NUSANTARA
Selasa, 06 Agustus 2013 20:02 wib
Salman Mardira - Okezone
Ponpes Markaz Al Islah Al Aziziyah (Foto: Salman Mardira/Okezone)
BANDA ACEH - Adzan Zuhur berkumandang. Mengenakan pakaian serba putih, Lukman (19) bergegas ke tempat wudhu, kemudian menuju sebuah balai kayu atau musala di Dayah (Pasantren) Markaz Al Ishlah Al Aziziyah. Bersama para santri lain, ia mengikuti Salat Dzuhur berjamaah.
Usai menunaikan salat yang dilanjut dengan zikir bersama, mereka menyebar ke beberapa balai untuk kegiatan pegajian rutin. "Walaupun bulan puasa, ngaji sehabis Zuhur tetap seperti biasa," tutur Lukman.

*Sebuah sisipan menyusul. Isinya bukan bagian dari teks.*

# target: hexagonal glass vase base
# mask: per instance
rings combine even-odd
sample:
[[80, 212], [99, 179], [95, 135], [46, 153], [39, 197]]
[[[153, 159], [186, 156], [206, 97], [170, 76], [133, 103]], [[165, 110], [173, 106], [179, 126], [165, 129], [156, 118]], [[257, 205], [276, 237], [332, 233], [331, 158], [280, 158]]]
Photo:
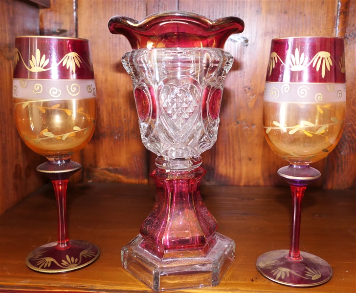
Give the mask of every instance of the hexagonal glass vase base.
[[122, 266], [154, 291], [219, 285], [235, 258], [235, 242], [216, 232], [200, 250], [161, 250], [138, 235], [121, 249]]
[[291, 287], [310, 287], [328, 282], [333, 269], [322, 258], [300, 251], [302, 259], [293, 261], [287, 258], [289, 251], [268, 251], [257, 259], [256, 267], [267, 279]]

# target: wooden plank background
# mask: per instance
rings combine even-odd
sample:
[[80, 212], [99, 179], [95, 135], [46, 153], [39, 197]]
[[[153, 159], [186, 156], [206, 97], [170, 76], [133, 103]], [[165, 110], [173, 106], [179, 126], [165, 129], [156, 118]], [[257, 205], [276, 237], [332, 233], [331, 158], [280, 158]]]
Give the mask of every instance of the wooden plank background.
[[245, 24], [245, 31], [228, 40], [225, 46], [235, 62], [225, 82], [218, 140], [202, 155], [202, 166], [208, 170], [203, 183], [285, 185], [276, 172], [287, 163], [271, 151], [262, 126], [270, 40], [337, 36], [345, 38], [346, 46], [346, 118], [335, 149], [327, 159], [313, 165], [322, 174], [314, 186], [328, 189], [356, 188], [356, 1], [51, 0], [50, 8], [41, 10], [17, 0], [0, 2], [0, 212], [43, 183], [35, 171], [41, 158], [24, 146], [14, 125], [11, 84], [14, 37], [41, 33], [90, 40], [98, 89], [98, 123], [88, 145], [73, 156], [83, 168], [72, 181], [146, 184], [152, 182], [149, 174], [155, 167], [156, 155], [141, 142], [131, 81], [121, 63], [121, 57], [131, 48], [123, 36], [109, 32], [107, 23], [115, 15], [141, 20], [152, 13], [177, 9], [212, 20], [236, 16]]

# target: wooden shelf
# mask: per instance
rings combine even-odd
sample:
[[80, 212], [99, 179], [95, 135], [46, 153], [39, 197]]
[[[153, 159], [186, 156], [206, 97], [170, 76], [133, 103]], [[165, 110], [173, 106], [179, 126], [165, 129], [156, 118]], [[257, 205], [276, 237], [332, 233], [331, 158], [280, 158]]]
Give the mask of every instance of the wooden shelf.
[[[70, 185], [67, 201], [69, 236], [96, 244], [101, 255], [92, 265], [68, 273], [45, 274], [27, 268], [35, 248], [57, 237], [54, 192], [46, 185], [0, 217], [1, 292], [150, 292], [121, 265], [121, 248], [138, 233], [154, 204], [154, 186]], [[257, 257], [289, 248], [291, 197], [278, 188], [204, 186], [201, 193], [219, 224], [236, 242], [236, 258], [221, 284], [180, 292], [306, 292], [271, 282], [256, 270]], [[356, 289], [355, 190], [307, 188], [302, 209], [301, 250], [327, 260], [334, 277], [310, 292]], [[176, 291], [177, 292], [177, 291]]]

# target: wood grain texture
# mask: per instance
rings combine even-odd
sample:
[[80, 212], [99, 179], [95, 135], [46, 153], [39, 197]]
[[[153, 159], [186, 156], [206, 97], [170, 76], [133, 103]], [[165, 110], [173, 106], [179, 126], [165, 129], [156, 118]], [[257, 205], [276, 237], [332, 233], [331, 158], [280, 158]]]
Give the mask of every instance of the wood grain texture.
[[75, 0], [51, 0], [49, 9], [40, 11], [41, 36], [76, 38]]
[[39, 8], [49, 8], [51, 7], [50, 0], [20, 0]]
[[22, 2], [0, 1], [0, 214], [45, 182], [36, 170], [41, 156], [22, 142], [15, 124], [12, 73], [15, 38], [38, 35], [39, 10]]
[[346, 113], [342, 135], [328, 156], [328, 189], [356, 188], [356, 1], [339, 1], [337, 36], [345, 39]]
[[[202, 155], [208, 170], [204, 183], [240, 186], [285, 185], [276, 174], [287, 165], [268, 146], [262, 128], [262, 104], [270, 40], [298, 36], [334, 35], [336, 1], [205, 1], [180, 0], [180, 10], [215, 20], [229, 15], [245, 22], [245, 30], [230, 38], [224, 50], [234, 57], [220, 112], [218, 140]], [[313, 164], [322, 177], [326, 160]]]
[[[0, 217], [0, 291], [152, 292], [121, 267], [120, 249], [138, 233], [154, 205], [154, 189], [144, 185], [69, 185], [69, 237], [96, 244], [101, 255], [82, 270], [53, 274], [33, 272], [25, 265], [32, 250], [56, 240], [52, 188], [46, 186], [27, 197]], [[289, 188], [205, 186], [201, 194], [218, 221], [218, 231], [236, 242], [236, 258], [218, 286], [174, 292], [355, 293], [356, 206], [353, 191], [307, 189], [300, 248], [325, 259], [334, 270], [328, 283], [307, 290], [272, 282], [255, 268], [261, 254], [289, 248]]]
[[81, 0], [78, 5], [78, 37], [90, 41], [98, 100], [95, 131], [82, 151], [85, 180], [147, 183], [147, 151], [141, 141], [131, 80], [121, 62], [131, 48], [107, 25], [115, 14], [144, 18], [146, 1]]

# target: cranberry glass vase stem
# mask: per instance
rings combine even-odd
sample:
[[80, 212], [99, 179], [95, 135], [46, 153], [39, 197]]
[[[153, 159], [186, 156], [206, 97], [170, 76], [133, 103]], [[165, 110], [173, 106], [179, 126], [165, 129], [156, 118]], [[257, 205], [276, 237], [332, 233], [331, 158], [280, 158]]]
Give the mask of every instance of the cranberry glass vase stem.
[[52, 180], [58, 211], [58, 246], [65, 248], [68, 245], [67, 223], [67, 188], [68, 180]]
[[299, 236], [300, 235], [300, 218], [302, 200], [304, 196], [306, 186], [290, 185], [293, 204], [292, 237], [289, 257], [292, 260], [301, 259], [299, 252]]

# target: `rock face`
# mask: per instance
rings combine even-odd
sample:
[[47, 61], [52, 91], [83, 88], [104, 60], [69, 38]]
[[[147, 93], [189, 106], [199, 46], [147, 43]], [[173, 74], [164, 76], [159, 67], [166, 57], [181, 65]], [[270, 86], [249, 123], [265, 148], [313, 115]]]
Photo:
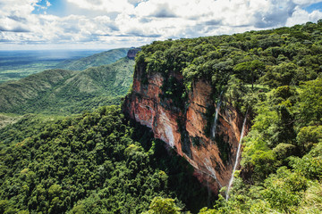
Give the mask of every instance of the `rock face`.
[[[244, 117], [232, 106], [223, 103], [218, 112], [216, 136], [207, 135], [207, 124], [214, 126], [211, 121], [215, 112], [209, 110], [214, 111], [216, 108], [210, 84], [203, 79], [194, 82], [185, 107], [180, 110], [173, 99], [163, 96], [163, 85], [170, 78], [182, 84], [182, 75], [145, 72], [144, 68], [136, 67], [132, 91], [125, 98], [124, 113], [150, 128], [156, 138], [185, 157], [196, 169], [197, 177], [211, 184], [212, 190], [218, 193], [222, 186], [229, 184]], [[207, 116], [209, 112], [210, 118]]]

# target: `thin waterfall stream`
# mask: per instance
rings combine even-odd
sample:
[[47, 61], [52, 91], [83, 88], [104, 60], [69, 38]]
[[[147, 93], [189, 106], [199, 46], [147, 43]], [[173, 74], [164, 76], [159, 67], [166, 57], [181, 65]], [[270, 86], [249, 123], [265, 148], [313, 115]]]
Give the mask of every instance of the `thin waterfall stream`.
[[212, 130], [211, 130], [212, 136], [214, 138], [216, 137], [216, 125], [217, 125], [217, 120], [218, 120], [218, 112], [219, 112], [220, 105], [222, 103], [221, 96], [222, 96], [223, 92], [224, 91], [222, 91], [219, 95], [219, 101], [217, 102], [216, 107], [215, 120], [214, 120], [214, 125], [213, 125]]
[[236, 168], [237, 168], [237, 165], [238, 165], [238, 160], [239, 160], [240, 155], [241, 155], [242, 140], [242, 137], [243, 137], [243, 135], [244, 135], [244, 128], [245, 128], [245, 125], [246, 125], [246, 120], [247, 120], [247, 111], [246, 111], [244, 121], [242, 123], [242, 133], [241, 133], [241, 138], [240, 138], [240, 141], [239, 141], [239, 144], [238, 144], [238, 149], [237, 149], [237, 153], [236, 153], [235, 163], [233, 165], [232, 177], [231, 177], [231, 179], [229, 181], [229, 185], [228, 185], [228, 188], [227, 188], [227, 192], [226, 192], [226, 195], [225, 195], [225, 200], [226, 201], [229, 199], [229, 191], [230, 191], [230, 189], [232, 187], [232, 185], [233, 185], [233, 174], [236, 171]]

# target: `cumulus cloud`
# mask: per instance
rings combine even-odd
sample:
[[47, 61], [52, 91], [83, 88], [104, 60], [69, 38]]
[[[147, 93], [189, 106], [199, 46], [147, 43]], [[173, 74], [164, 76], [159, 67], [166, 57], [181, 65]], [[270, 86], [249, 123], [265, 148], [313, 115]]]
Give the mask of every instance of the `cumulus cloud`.
[[[232, 34], [322, 18], [318, 0], [65, 0], [66, 16], [47, 14], [55, 1], [0, 0], [0, 45], [113, 44]], [[35, 11], [41, 7], [44, 14]], [[77, 11], [77, 13], [72, 12]], [[81, 15], [80, 14], [81, 12]], [[89, 15], [90, 14], [90, 15]]]

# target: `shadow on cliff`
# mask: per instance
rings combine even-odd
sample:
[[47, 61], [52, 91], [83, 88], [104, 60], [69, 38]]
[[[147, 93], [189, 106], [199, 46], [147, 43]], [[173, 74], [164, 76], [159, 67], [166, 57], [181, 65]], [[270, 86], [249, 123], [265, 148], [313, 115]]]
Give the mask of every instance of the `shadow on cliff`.
[[212, 208], [217, 197], [193, 176], [193, 167], [165, 143], [155, 139], [150, 128], [132, 119], [130, 123], [134, 128], [131, 138], [151, 152], [151, 166], [167, 174], [171, 196], [184, 203], [183, 210], [198, 213], [203, 207]]

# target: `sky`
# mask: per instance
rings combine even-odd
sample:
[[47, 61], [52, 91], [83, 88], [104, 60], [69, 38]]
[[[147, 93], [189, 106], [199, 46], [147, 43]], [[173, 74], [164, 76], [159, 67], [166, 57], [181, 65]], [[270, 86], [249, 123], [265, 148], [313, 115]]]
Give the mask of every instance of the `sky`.
[[320, 19], [318, 0], [0, 0], [0, 50], [140, 46]]

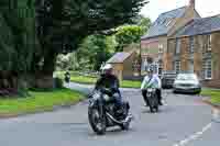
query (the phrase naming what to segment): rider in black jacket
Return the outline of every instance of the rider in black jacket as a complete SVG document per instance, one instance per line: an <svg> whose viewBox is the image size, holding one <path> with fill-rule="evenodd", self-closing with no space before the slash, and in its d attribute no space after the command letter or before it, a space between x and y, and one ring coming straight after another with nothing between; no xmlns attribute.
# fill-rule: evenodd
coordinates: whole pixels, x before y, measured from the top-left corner
<svg viewBox="0 0 220 146"><path fill-rule="evenodd" d="M119 90L119 79L112 74L113 68L110 64L107 64L102 68L102 70L103 70L103 72L102 72L101 77L97 80L95 89L99 89L99 88L109 89L110 92L108 92L107 94L109 94L111 97L113 96L118 108L121 108L122 97L121 97L121 92Z"/></svg>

Lukman merupakan satu dari 180 santri pondok yang terletak di Lueng Bata, Banda Aceh. Pemuda asal Alue Papuen, Kecamatan Nisam, Kabupaten Aceh Utara, itu sudah delapan tahun mondok. Ia satu dari sekian banyak anak yatim korban konflik yang belajar di pesantren ini.

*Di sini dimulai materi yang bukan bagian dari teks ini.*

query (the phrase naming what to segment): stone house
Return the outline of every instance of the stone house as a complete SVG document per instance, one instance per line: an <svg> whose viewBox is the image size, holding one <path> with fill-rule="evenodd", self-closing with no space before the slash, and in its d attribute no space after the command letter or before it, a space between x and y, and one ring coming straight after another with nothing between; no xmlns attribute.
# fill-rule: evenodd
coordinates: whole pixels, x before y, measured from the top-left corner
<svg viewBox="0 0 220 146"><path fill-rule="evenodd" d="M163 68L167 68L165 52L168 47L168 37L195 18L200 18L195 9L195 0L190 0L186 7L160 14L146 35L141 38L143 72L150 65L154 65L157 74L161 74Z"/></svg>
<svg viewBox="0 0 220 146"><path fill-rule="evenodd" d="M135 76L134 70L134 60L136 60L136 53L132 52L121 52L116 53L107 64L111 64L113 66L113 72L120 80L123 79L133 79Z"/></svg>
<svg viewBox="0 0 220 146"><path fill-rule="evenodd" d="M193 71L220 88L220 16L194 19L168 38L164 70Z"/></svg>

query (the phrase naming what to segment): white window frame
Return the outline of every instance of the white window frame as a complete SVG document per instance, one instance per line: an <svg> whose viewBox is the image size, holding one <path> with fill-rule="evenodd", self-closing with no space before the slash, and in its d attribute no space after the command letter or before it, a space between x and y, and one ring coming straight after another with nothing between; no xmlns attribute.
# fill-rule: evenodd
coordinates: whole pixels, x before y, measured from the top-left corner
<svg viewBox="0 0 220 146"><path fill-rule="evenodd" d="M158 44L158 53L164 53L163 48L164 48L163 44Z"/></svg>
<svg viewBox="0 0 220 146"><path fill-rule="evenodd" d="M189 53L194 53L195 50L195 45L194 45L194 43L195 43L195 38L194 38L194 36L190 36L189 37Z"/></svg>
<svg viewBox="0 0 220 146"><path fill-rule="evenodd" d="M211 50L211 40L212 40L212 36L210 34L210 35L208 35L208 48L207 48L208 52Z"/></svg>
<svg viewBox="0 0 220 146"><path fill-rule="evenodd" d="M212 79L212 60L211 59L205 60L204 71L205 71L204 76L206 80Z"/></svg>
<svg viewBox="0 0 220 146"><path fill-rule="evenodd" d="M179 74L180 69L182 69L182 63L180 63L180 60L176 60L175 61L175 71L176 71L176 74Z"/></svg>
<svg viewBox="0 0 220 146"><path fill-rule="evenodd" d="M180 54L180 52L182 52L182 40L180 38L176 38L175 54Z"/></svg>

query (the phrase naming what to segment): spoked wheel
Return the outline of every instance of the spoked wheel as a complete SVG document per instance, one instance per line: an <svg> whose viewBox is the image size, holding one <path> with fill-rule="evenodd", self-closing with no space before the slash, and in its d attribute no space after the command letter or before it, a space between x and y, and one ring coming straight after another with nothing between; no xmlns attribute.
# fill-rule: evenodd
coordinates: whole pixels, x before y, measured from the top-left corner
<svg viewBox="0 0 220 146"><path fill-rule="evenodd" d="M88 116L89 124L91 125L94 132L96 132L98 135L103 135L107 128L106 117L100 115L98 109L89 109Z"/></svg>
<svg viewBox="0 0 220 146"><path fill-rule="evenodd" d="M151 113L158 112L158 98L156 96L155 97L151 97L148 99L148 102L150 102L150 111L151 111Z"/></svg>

Pemimpin Dayah Markaz Al Ishlah Al Aziziyah, Teungku Bulqaini Tanjongan, mengatakan, pesantren ini didirikan khusus untuk menampung anak-anak yang kehilangan orangtuanya selama konflik antara RI dan Gerakan Aceh Merdeka (GAM).

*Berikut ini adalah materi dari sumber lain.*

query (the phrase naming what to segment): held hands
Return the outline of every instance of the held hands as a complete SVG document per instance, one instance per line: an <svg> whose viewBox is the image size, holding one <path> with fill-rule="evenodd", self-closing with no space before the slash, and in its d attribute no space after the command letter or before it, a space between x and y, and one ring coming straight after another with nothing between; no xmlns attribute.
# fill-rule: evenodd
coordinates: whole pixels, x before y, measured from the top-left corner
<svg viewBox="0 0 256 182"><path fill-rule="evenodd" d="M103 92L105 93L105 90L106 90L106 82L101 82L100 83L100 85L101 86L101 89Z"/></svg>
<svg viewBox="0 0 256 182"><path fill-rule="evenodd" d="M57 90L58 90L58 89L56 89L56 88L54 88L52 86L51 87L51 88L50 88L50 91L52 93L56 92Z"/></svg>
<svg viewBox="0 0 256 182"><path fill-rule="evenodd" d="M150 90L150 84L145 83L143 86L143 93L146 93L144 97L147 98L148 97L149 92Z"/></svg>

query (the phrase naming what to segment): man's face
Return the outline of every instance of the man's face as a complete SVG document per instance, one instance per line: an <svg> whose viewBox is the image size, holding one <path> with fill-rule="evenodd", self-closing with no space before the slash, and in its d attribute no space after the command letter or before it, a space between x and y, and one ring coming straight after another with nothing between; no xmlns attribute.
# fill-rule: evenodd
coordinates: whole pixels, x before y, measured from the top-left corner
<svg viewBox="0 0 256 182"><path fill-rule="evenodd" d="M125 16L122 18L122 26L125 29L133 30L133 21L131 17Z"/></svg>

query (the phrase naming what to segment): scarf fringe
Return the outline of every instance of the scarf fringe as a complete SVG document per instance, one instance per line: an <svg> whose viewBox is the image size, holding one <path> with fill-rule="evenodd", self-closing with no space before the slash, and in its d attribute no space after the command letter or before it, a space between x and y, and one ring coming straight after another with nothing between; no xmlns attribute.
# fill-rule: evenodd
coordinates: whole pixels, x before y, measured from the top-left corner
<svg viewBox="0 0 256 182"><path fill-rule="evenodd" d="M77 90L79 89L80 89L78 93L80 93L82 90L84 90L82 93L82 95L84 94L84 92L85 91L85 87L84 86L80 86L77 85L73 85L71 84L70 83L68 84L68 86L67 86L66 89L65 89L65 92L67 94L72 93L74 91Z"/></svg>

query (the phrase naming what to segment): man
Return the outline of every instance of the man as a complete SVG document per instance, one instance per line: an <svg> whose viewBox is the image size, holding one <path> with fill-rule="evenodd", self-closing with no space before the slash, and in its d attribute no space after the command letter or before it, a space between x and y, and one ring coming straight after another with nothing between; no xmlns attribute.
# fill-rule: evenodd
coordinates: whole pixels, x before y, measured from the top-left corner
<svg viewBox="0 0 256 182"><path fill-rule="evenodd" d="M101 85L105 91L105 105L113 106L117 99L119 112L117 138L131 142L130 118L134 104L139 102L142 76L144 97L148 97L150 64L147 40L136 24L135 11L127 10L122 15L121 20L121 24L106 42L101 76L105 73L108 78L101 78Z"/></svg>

Bukan hanya dari kalangan sipil, anak TNI/Polri dan GAM juga ditampung di sini. Mereka saling berbaur satu sama lain, melupakan permusuhan orangtuanya.
Berdiri sejak 2002, dayah tersebut sengaja dinamakan Markaz Al Ishlah Al Aziziyah yang artinya pusat perdamaian.
"Tujuan saya mendirikan dayah ini untuk memutus mata rantai dendam dalam dada mereka," jelasnya.
Menurutnya, dendam adalah masalah serius di Aceh. Konflik bersenjata yang merengut banyak nyawa, melahirkan ribuan anak-anak tanpa orangtua atau anggota keluarganya. Ini potensi besar terhadap terjadinya konflik baru, bila tidak diatasi secara benar.
"Salah-salah mengatasi soal dendam, Aceh bisa perang lagi. Anak-anak para korban itu rata-rata menyimpan dendam, tinggal disulut saja jadi perang lagi," ungkapnya.
Bulqaini meyakini, dendam hanya dapat diatasi dengan dua hal, yaitu ilmu agama dan dunia. Untuk memupus dendam pada diri anak korban, di dayah itu, para santri disibukkan dengan memelajari dua ilmu itu.
Belajar agama metodenya mengadopsi gaya pesantren salafi. Untuk sekolah, tingkat menengah dan atas sudah berdiri MTs dan Madrasah Aliyah swasta di kompleks dayah. Sedangkan untuk tingkat dasar, santrinya dimasukkan ke SD terdekat. Biaya sekolah semua ditanggung pesantren.
Ihwal beridirinya dayah ini berawal dari keprihatinan Bulqaini saat melihat anak-anak korban konflik. Ketika konflik memanas pada awal 2000, Bulqaini adalah aktivis Rabithat Thaliban Aceh, organisasi kemanusiaan yang digerakkan para santri, untuk membantu advokasi hak-hak korban.
Ia rajin berkunjung ke berbagai daerah, melihat anak-anak yang kehilangan orangtuanya. Suatu ketika ia bertandang ke kamp pengungsian di Beureunuen, Kabupaten Pidie. Di sana, ia berinteraksi dengan anak-anak korban.
"Saya memperlihatkan sebuah majalah Adil yang cover depannya Prabowo yang saat itu Danjen Kopassus. Saya tanya ini siapa, sontak mereka menjawab pembunuh orangtua kami. Saya langsung lemas, ternyata walaupun masih kecil mereka sudah menyimpan kebencian," tuturnya.
Sepulang dari Amerika Serikat sebagai aktivis kemanusiaan, Bulqaini mewujudkan niatnya membangun sebuah pesantren untuk anak-anak korban konflik. Ia merogoh simpanan pribadinya sebesar Rp40 juta untuk membeli 1.000 meter persegi tanah di Lueng Bata. Di tanah itu ia mendirikan dayah.
Beberapa dermawan saat itu menyumbang papan dan bahan material lainnya untuk pembangunan asrama dan balai pengajian.
Dayah berdiri, Bulqaini kemudian rajin turun ke kampong-kampung mengajak anak-anak yang kehilangan orangtuanya untuk mondok di dayah itu.